P1: 강화 학습을 활용한 물리 올림피아드 마스터하기

초록

대형 언어 모델(LLMs)의 최근 발전은 퍼즐 해결에서 과학적 수준의 추론으로의 전선을 이동시켰는데, 이는 답이 단순히 채점 기준에 부합하는 것이 아니라 자연에 맞서야 하는 문제를 해결하는 데 필요한 종류의 추론이다. 물리학은 이러한 전환을 가장 날카롭게 시험하는 분야로, 기호를 현실에 근본적으로 연결하며 대부분의 현대 기술의 초석 역할을 한다. 본 연구에서는 특히 올림피아드 수준의 물리학 문제 해결에 탁월한 물리학 추론 능력을 갖춘 대형 언어 모델을 개발하여 물리학 연구를 진전시키고자 한다. 우리는 강화 학습(RL)을 통해 전적으로 훈련된 오픈소스 물리학 추론 모델 패밀리인 P1을 소개한다. 이 중 P1-235B-A22B는 최신 국제 물리학 올림피아드(IPhO 2025)에서 금메달 성적을 거둔 첫 번째 오픈소스 모델이며, 2024/2025년에 열린 13개의 국제/지역 물리학 대회 중 12개의 금메달을 획득했다. P1-30B-A3B 또한 IPhO 2025에서 거의 모든 다른 오픈소스 모델을 능가하며 은메달을 획득했다. 에이전트 프레임워크인 PhysicsMinions를 추가로 장착한 P1-235B-A22B+PhysicsMinions는 IPhO 2025에서 종합 1위를 차지했으며, 13개의 물리학 대회에서 최고 평균 점수를 기록했다. 물리학 외에도 P1 모델들은 수학 및 코딩과 같은 다른 추론 과제에서도 뛰어난 성능을 보여주며, P1 시리즈의 뛰어난 일반화 능력을 입증한다.

English

Recent progress in large language models (LLMs) has moved the frontier from puzzle-solving to science-grade reasoning-the kind needed to tackle problems whose answers must stand against nature, not merely fit a rubric. Physics is the sharpest test of this shift, which binds symbols to reality in a fundamental way, serving as the cornerstone of most modern technologies. In this work, we manage to advance physics research by developing large language models with exceptional physics reasoning capabilities, especially excel at solving Olympiad-level physics problems. We introduce P1, a family of open-source physics reasoning models trained entirely through reinforcement learning (RL).
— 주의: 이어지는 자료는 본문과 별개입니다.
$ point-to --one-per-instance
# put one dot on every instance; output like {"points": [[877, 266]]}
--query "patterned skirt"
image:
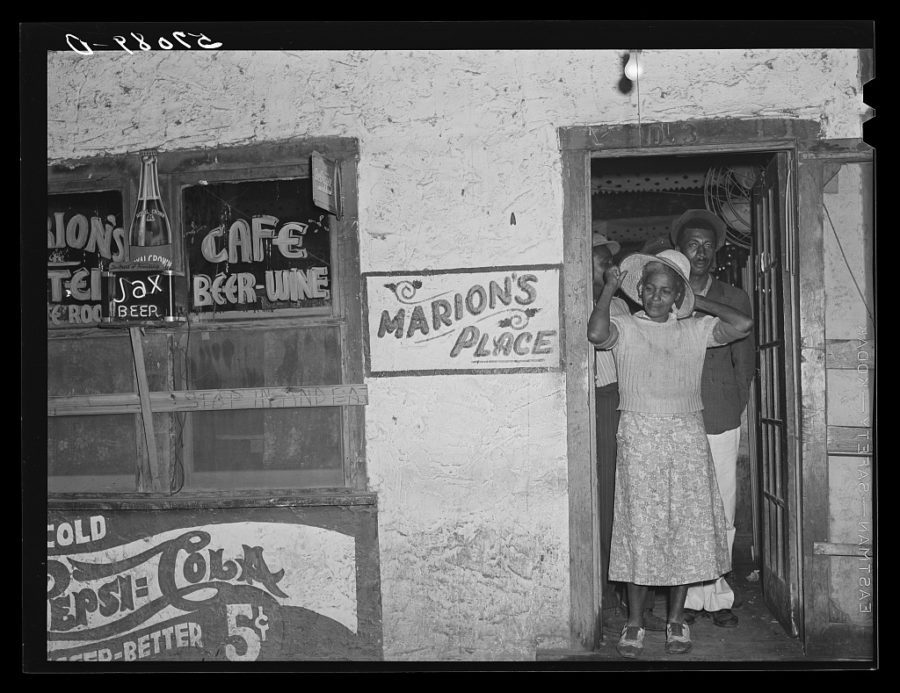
{"points": [[669, 522]]}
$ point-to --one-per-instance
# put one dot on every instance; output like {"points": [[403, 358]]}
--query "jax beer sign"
{"points": [[503, 319], [242, 587], [138, 294]]}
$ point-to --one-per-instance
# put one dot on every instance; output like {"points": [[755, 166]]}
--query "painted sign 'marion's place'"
{"points": [[503, 319]]}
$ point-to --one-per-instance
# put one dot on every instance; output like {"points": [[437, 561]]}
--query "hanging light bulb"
{"points": [[633, 68]]}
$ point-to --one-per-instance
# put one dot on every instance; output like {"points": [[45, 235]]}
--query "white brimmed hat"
{"points": [[598, 239], [634, 265]]}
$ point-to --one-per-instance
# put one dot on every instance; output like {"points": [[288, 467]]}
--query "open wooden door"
{"points": [[773, 411]]}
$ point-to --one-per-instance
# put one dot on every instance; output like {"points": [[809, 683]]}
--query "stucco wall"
{"points": [[470, 470]]}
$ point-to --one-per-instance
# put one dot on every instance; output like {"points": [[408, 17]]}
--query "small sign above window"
{"points": [[326, 184], [256, 245]]}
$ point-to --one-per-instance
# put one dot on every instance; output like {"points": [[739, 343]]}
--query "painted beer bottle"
{"points": [[151, 234]]}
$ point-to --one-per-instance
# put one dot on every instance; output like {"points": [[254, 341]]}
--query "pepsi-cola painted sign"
{"points": [[238, 591]]}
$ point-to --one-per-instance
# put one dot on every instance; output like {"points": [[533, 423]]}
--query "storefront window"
{"points": [[255, 382]]}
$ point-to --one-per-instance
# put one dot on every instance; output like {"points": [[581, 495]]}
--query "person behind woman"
{"points": [[669, 523]]}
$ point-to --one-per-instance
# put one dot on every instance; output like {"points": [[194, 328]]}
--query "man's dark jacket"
{"points": [[727, 370]]}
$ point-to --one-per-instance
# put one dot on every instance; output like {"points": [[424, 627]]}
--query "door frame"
{"points": [[579, 145]]}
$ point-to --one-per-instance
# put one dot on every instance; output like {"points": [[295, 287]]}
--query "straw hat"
{"points": [[634, 265], [705, 219], [599, 239]]}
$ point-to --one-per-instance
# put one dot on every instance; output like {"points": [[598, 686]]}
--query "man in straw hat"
{"points": [[669, 524], [725, 388]]}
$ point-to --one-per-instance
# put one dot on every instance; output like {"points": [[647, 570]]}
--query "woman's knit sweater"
{"points": [[660, 363]]}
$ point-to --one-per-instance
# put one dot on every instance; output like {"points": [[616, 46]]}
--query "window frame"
{"points": [[235, 164]]}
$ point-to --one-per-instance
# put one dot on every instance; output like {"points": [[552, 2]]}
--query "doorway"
{"points": [[818, 198], [634, 200]]}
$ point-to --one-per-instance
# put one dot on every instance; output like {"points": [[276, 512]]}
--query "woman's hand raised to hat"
{"points": [[613, 278]]}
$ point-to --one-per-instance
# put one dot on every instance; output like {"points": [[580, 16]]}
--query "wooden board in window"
{"points": [[256, 246], [84, 234]]}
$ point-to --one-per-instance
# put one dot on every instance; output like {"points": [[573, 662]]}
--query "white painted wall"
{"points": [[470, 470]]}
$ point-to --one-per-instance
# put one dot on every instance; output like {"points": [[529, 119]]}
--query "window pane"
{"points": [[273, 448], [264, 358], [256, 245], [98, 365], [91, 453]]}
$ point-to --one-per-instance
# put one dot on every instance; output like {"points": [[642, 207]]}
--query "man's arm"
{"points": [[599, 327], [743, 352]]}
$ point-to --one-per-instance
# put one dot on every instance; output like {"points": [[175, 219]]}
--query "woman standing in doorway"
{"points": [[669, 523]]}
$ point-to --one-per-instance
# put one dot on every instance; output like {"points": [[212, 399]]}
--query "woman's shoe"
{"points": [[653, 622], [690, 615], [632, 641], [678, 638], [724, 618]]}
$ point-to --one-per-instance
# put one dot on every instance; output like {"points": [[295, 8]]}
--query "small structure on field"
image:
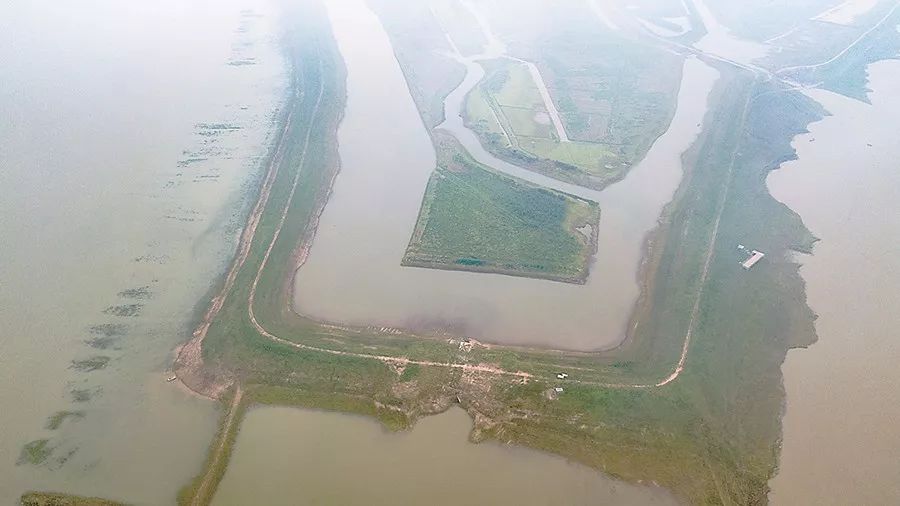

Among them, P1-235B-A22B is the first open-source model with Gold-medal performance at the latest International Physics Olympiad (IPhO 2025), and wins 12 gold medals out of 13 international/regional physics competitions in 2024/2025. P1-30B-A3B also surpasses almost all other open-source models on IPhO 2025, getting a silver medal. Further equipped with an agentic framework PhysicsMinions, P1-235B-A22B+PhysicsMinions achieves overall No.1 on IPhO 2025, and obtains the highest average score over the 13 physics competitions. Besides physics, P1 models also present great performance on other reasoning tasks like math and coding, showing the great generalibility of P1 series.